The movement of students around the world could be set to boost international money transfer activity over the next few years.
According to Knight Frank, many opportunities for property investors have opened up in major European cities as a result of increased global student mobility.
This trend was attributed to factors such as the emergence of middle class consumers in emerging economies, as well as the international connectivity offered by digital media.
Indeed, Knight Frank said the internet has made young people around the world better informed than ever before, which means many are keen to look around the world for the best higher education facilities.
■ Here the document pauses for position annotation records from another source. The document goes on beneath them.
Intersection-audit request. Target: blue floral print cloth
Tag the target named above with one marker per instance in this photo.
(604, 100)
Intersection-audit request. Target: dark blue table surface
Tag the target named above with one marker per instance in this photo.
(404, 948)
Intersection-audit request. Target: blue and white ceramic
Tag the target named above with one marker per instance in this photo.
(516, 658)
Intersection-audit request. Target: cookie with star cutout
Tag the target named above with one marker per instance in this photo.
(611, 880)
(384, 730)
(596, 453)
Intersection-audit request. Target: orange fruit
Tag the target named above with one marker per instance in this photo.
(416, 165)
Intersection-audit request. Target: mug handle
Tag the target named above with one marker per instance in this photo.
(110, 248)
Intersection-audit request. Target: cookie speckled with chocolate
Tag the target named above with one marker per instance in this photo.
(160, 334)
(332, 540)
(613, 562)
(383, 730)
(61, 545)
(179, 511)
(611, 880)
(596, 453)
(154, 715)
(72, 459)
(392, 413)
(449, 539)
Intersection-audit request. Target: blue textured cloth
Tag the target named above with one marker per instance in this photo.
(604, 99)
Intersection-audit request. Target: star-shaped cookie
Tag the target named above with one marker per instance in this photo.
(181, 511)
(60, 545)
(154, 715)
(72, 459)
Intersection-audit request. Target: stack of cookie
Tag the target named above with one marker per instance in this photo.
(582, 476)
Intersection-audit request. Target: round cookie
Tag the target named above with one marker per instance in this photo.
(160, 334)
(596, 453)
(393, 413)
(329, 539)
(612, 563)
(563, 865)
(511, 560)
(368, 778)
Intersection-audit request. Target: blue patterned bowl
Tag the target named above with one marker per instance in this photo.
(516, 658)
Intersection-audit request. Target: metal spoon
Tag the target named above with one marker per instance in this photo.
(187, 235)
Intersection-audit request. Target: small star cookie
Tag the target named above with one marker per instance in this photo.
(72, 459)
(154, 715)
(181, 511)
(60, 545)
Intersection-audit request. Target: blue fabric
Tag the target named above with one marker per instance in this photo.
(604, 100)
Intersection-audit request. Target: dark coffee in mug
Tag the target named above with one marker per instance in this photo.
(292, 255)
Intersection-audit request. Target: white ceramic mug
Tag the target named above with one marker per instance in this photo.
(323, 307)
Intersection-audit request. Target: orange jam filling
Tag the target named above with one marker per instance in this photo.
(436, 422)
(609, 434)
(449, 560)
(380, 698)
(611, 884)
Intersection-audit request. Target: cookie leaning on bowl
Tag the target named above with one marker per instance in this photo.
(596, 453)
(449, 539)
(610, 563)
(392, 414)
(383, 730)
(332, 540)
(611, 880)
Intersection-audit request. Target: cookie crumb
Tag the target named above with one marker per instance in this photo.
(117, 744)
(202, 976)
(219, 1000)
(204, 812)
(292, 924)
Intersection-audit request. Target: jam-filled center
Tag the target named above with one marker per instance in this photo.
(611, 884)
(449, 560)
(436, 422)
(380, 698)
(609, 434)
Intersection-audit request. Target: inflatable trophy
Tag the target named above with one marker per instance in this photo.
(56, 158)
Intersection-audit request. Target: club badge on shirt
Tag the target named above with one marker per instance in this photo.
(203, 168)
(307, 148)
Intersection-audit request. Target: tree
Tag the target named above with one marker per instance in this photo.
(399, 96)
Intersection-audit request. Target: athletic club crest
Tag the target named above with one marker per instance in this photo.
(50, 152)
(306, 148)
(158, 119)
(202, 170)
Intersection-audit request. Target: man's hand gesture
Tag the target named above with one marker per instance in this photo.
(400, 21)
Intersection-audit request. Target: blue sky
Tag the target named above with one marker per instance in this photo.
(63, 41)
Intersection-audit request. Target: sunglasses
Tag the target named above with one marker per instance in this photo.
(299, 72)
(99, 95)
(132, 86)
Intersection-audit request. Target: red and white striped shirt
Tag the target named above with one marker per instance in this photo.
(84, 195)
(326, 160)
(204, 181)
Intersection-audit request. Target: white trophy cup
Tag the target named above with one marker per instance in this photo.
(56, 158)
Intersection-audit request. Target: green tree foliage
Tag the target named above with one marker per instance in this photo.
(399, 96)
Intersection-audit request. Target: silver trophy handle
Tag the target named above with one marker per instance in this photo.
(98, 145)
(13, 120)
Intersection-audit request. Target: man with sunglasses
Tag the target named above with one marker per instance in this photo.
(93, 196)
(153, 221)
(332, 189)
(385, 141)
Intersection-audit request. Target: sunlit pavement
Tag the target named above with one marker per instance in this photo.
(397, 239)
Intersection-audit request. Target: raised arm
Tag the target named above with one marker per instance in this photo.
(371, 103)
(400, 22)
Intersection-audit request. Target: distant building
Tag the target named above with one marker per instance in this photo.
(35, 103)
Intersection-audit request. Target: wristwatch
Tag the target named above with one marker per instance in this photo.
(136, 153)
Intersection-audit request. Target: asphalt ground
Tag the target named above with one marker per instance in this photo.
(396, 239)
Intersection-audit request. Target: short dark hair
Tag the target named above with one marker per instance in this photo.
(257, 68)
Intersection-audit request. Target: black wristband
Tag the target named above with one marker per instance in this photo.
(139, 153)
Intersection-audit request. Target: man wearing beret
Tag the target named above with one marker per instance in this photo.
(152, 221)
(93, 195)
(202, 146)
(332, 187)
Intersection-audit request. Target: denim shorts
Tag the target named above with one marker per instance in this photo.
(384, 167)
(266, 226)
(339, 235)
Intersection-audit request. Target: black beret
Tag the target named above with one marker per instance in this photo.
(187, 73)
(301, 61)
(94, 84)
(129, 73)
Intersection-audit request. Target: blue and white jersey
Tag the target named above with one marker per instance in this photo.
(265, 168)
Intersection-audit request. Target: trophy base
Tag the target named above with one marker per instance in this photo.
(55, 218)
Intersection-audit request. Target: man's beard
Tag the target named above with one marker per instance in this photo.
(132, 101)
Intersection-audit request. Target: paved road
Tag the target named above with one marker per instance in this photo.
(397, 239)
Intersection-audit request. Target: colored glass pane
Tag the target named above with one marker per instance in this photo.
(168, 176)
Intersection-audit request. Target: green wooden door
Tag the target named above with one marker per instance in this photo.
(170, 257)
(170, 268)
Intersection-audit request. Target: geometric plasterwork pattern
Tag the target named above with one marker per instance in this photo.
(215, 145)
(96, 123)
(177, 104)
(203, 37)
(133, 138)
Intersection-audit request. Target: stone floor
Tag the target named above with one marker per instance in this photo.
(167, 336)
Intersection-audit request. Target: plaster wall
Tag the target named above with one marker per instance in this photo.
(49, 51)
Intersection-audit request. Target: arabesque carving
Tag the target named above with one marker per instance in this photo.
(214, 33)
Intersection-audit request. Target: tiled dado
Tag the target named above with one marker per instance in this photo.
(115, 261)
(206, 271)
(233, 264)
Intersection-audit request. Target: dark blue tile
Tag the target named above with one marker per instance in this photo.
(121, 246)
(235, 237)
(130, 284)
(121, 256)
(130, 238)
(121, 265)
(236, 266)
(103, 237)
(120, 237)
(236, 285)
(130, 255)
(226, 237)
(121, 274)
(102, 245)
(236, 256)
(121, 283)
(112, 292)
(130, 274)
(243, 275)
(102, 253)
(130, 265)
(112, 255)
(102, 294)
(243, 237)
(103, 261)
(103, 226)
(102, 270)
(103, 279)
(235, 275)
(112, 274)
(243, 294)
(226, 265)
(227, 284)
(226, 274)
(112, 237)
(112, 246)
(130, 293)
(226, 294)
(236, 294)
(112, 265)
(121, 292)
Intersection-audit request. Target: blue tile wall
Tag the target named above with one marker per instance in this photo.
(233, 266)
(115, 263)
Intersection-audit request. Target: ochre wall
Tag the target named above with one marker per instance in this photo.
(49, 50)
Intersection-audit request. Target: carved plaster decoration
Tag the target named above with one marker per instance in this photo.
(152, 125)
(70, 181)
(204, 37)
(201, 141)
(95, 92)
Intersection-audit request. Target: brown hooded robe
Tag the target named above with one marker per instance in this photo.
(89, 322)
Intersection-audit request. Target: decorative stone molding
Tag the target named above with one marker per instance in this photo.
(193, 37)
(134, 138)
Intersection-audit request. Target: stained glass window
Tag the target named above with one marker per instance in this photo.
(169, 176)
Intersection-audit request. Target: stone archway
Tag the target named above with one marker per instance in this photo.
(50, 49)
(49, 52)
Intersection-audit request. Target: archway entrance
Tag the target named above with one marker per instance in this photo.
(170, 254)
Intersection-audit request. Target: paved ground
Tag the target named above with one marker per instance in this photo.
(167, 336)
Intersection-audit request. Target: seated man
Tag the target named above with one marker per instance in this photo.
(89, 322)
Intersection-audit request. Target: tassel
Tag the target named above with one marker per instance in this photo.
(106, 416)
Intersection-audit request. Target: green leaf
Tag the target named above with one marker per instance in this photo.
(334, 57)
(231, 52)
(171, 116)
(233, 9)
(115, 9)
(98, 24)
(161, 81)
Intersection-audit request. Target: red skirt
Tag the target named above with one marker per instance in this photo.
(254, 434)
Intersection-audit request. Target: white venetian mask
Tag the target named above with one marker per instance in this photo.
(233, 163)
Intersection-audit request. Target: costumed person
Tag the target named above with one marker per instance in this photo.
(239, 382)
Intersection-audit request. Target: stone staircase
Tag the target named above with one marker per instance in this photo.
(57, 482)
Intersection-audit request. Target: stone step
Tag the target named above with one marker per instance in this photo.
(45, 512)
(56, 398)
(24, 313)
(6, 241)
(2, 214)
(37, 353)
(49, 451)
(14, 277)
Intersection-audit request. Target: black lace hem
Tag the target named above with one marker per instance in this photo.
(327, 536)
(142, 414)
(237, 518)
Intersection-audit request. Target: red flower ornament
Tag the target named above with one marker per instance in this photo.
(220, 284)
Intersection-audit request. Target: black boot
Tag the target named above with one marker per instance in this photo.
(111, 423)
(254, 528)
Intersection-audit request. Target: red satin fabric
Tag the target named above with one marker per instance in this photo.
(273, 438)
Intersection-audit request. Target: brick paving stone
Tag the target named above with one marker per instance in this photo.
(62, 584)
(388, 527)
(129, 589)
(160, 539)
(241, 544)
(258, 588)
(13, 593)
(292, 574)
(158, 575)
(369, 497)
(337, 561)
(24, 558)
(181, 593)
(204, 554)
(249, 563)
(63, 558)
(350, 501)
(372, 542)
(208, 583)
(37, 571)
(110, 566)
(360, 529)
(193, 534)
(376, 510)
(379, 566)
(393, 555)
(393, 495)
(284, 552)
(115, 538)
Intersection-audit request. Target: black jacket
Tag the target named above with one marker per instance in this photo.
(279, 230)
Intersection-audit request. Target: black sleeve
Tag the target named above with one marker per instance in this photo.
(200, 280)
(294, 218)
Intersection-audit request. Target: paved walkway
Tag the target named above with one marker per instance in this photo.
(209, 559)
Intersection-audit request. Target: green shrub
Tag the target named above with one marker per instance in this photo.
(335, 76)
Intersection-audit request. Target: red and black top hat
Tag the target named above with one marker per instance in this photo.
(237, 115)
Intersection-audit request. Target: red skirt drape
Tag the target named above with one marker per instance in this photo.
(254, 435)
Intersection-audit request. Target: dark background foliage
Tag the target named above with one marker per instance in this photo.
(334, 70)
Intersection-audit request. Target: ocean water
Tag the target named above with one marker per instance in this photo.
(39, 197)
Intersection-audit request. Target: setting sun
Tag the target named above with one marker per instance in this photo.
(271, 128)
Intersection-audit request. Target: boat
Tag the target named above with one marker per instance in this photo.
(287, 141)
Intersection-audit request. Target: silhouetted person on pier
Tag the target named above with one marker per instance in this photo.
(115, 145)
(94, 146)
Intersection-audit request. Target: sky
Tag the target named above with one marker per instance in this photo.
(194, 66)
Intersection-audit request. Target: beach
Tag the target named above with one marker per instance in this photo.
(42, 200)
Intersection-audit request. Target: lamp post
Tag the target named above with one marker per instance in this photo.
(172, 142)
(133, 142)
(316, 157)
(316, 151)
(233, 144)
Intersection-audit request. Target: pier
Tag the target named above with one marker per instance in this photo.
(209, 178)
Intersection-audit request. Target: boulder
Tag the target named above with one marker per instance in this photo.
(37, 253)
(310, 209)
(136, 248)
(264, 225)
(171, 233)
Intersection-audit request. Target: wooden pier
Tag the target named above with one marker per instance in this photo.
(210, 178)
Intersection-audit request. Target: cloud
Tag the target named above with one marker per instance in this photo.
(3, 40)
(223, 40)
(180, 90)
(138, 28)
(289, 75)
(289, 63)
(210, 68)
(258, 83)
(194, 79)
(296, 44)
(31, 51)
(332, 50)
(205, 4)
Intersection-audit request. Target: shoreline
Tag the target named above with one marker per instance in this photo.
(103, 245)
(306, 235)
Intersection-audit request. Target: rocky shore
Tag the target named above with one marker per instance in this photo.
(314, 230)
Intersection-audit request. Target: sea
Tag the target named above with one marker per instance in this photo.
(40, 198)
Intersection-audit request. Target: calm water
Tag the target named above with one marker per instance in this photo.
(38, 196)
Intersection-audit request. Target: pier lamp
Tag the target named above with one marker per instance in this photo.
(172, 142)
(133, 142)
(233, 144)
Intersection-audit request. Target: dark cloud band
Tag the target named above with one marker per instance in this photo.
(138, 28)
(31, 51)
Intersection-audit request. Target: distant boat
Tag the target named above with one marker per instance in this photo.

As a result, the organisation believes property investors may wish to take advantage of this trend by purchasing student housing in hotspots of activity such as London and Paris.
James Pullan, head of student property at the body, commented: "The rise in global student mobility has created an excellent opportunity for investment in key European cities and is a long-term trend that is set to continue."
He noted that student housing in Britain has remained a lucrative option for investors throughout the economic downturn, with property owners collecting "solid and consistent returns".
Vienna was identified as another top location in Europe for student accommodation, along with Dublin and Barcelona.
Nevertheless, the continuing debt crisis in the eurozone across the financial bloc could limit the returns investors may collect to an extent. Indeed, recent figures from Knight Frank showed global house prices went up by just 0.9 per cent during the 12 months to March 2012.
This, it stated, was the lowest increase "since the depths of the recession in 2009" and was put partly down to lingering uncertainty in Europe. Ireland performed particularly badly, with prices dropping by 16.3 per cent throughout the year.